Metal networks of destruction; death of a race, unrelenting, uncaring, unfeeling, charge of the death machines. Hour upon hour the country they scour more bodies pile up by the hour. East to west, North to South, machines push on to continue their rout. Then, as if they had finished with the earth, they all disappear into the sea, leaving a sneak preview of what the world would soon be.

 

© All Rights Reserved Mark Symmonds 2017

View from the Shadows

In the lonely shadows I hide, watching two worlds collide, scared to venture outside. I live with pride, that I am not part of what’s going on outside, part of the animalistic joyride, of sheep that swim with the tide. I’m happy in this lonely place where I hide.
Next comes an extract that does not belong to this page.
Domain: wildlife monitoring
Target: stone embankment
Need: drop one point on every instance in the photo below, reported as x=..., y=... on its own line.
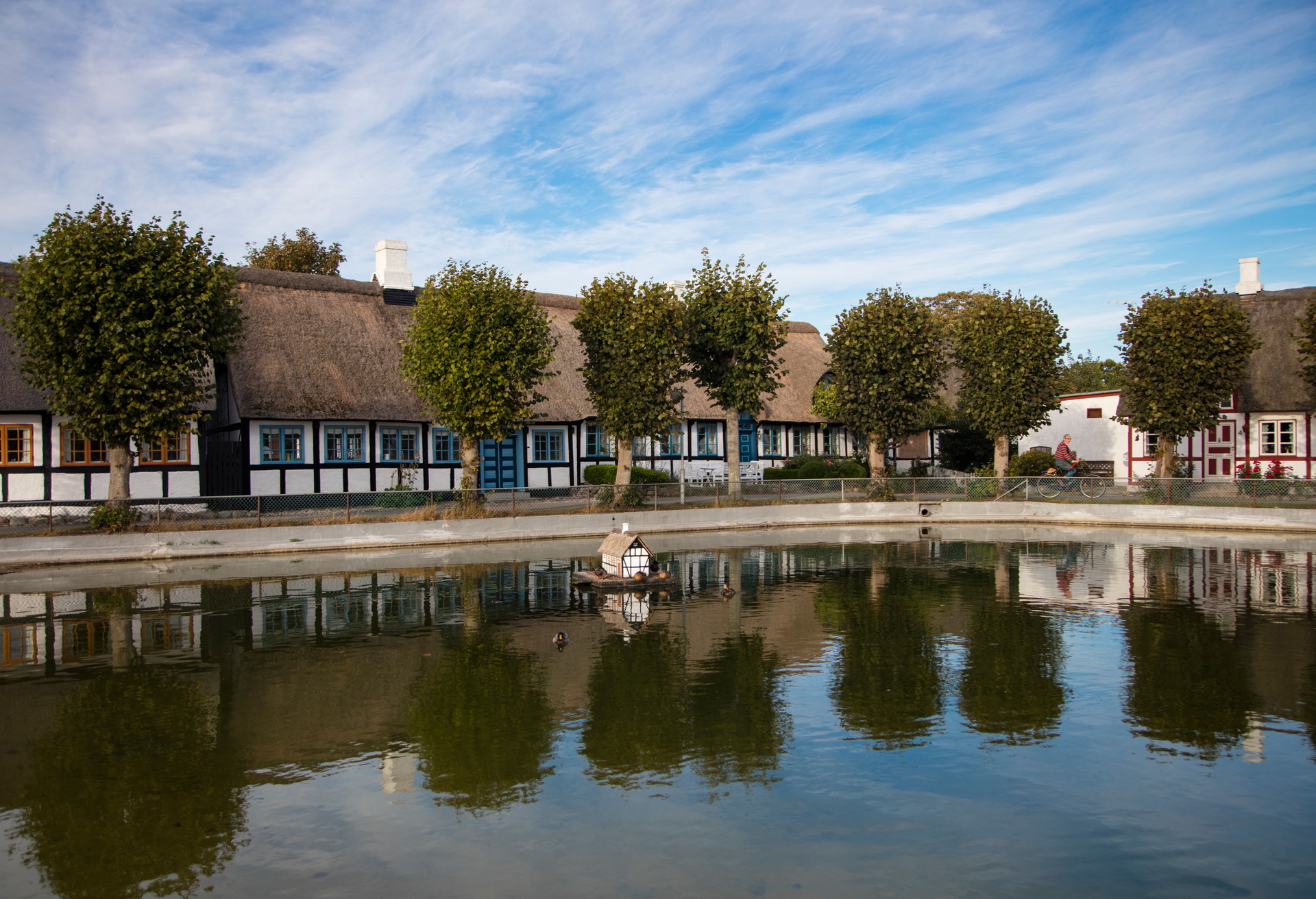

Some nights I have cried and to find a reason I have tried, but no reasons come to mind, why people should hurt fellow man kind. The actions of hate are just outside my gate, no sign it will dissipate. People shouting cussing each other and their mother, no respect for each other nor religion or colour.

I look from my hide out, from my long lonely shadows, safe behind strong doors and windows. Watching the animals to and fro as the battle scars sows, where it ends, who wins, no one knows, just hatred row on row. Tear gas and burning cars, sticks and stones, co-ordinated on mobile phones. I still hide, all alone, watching the hatred roll down the road until it is back out of site mistakenly thinking that’s the end of the fight.